Selain menyiagakan Tim Kesiapsiagaan Tanggap Darurat (KTD) yang secara rutin mendapatkan pelatihan bersama Manggala Agni, perusahaan juga menjalankan berbagai upaya pencegahan Karhutla, antara lain patroli darat, sosialisasi pencegahan kebakaran kepada masyarakat, pembentukan dan pembinaan kelompok Masyarakat Siaga Api (MSA), serta edukasi mengenai pembukaan lahan tanpa bakar.
Untuk mendukung deteksi dini dan respons cepat, perusahaan memanfaatkan sistem pemantauan hotspot berbasis satelit serta CCTV berbasis kecerdasan buatan (AI) yang mampu mendeteksi indikasi asap secara otomatis sehingga memungkinkan tindakan penanganan dilakukan lebih cepat.
Perusahaan juga memastikan kesiapan sumber daya air melalui pengelolaan embung dan sekat kanal sebagai cadangan air selama musim kemarau.
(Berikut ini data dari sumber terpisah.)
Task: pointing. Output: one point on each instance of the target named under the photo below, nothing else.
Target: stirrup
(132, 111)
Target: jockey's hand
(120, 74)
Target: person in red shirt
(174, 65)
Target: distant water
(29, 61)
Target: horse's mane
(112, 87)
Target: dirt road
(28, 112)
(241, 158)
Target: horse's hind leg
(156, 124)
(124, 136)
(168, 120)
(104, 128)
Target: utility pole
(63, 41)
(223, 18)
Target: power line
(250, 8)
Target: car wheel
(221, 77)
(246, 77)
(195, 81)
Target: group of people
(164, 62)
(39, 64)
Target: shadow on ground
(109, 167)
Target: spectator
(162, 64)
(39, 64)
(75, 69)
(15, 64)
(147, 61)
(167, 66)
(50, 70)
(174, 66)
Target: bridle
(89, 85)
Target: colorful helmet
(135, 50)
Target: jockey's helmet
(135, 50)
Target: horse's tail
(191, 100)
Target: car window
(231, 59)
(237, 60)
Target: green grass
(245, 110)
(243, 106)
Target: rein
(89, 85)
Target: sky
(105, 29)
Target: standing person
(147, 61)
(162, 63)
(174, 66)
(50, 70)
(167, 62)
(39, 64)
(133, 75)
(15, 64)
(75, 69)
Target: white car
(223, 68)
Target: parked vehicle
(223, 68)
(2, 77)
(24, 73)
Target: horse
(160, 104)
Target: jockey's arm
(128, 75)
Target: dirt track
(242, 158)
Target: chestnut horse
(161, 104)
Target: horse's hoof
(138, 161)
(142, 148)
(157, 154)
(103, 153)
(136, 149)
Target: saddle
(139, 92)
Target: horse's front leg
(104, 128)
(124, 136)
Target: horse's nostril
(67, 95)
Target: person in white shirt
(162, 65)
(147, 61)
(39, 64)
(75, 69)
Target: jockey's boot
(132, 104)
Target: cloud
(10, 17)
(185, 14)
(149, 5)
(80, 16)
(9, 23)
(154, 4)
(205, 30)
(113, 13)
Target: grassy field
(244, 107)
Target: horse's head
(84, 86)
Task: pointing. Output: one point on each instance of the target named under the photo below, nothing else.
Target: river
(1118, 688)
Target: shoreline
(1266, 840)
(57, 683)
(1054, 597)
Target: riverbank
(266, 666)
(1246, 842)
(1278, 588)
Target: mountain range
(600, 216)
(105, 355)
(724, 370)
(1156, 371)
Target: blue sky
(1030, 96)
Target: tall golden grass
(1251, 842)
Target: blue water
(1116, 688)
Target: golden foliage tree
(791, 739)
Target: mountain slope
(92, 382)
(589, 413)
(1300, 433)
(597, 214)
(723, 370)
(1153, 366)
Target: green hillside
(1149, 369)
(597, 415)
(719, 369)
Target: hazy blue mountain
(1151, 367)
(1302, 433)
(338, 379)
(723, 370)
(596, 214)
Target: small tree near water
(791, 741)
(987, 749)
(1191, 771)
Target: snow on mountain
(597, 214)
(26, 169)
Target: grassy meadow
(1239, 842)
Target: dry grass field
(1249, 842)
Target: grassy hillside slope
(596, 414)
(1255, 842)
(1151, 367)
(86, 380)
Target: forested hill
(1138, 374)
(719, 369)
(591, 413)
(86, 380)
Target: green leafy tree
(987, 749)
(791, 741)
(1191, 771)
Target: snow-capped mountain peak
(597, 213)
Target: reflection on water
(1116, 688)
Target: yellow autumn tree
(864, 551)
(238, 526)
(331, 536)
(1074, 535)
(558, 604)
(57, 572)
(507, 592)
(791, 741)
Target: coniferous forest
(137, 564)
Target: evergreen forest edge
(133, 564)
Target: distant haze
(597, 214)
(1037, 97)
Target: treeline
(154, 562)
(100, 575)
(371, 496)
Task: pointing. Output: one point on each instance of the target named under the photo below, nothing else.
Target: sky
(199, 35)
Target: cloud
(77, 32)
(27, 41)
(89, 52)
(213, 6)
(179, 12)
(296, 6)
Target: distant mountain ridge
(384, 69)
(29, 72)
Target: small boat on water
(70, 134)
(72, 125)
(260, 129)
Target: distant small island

Kegiatan ditutup dengan penandatanganan komitmen bersama pencegahan dan penanganan Karhutla yang melibatkan pemerintah daerah, aparat keamanan, instansi terkait, dan perusahaan, serta simulasi pemadaman kebakaran oleh Tim Kesiapsiagaan Tanggap Darurat perusahaan.
Melalui kolaborasi yang berkelanjutan dengan pemerintah, aparat, dan masyarakat, Sinar Mas Agribusiness and Food terus memperkuat upaya pencegahan Karhutla guna mendukung terciptanya lingkungan yang lebih aman selama musim kemarau.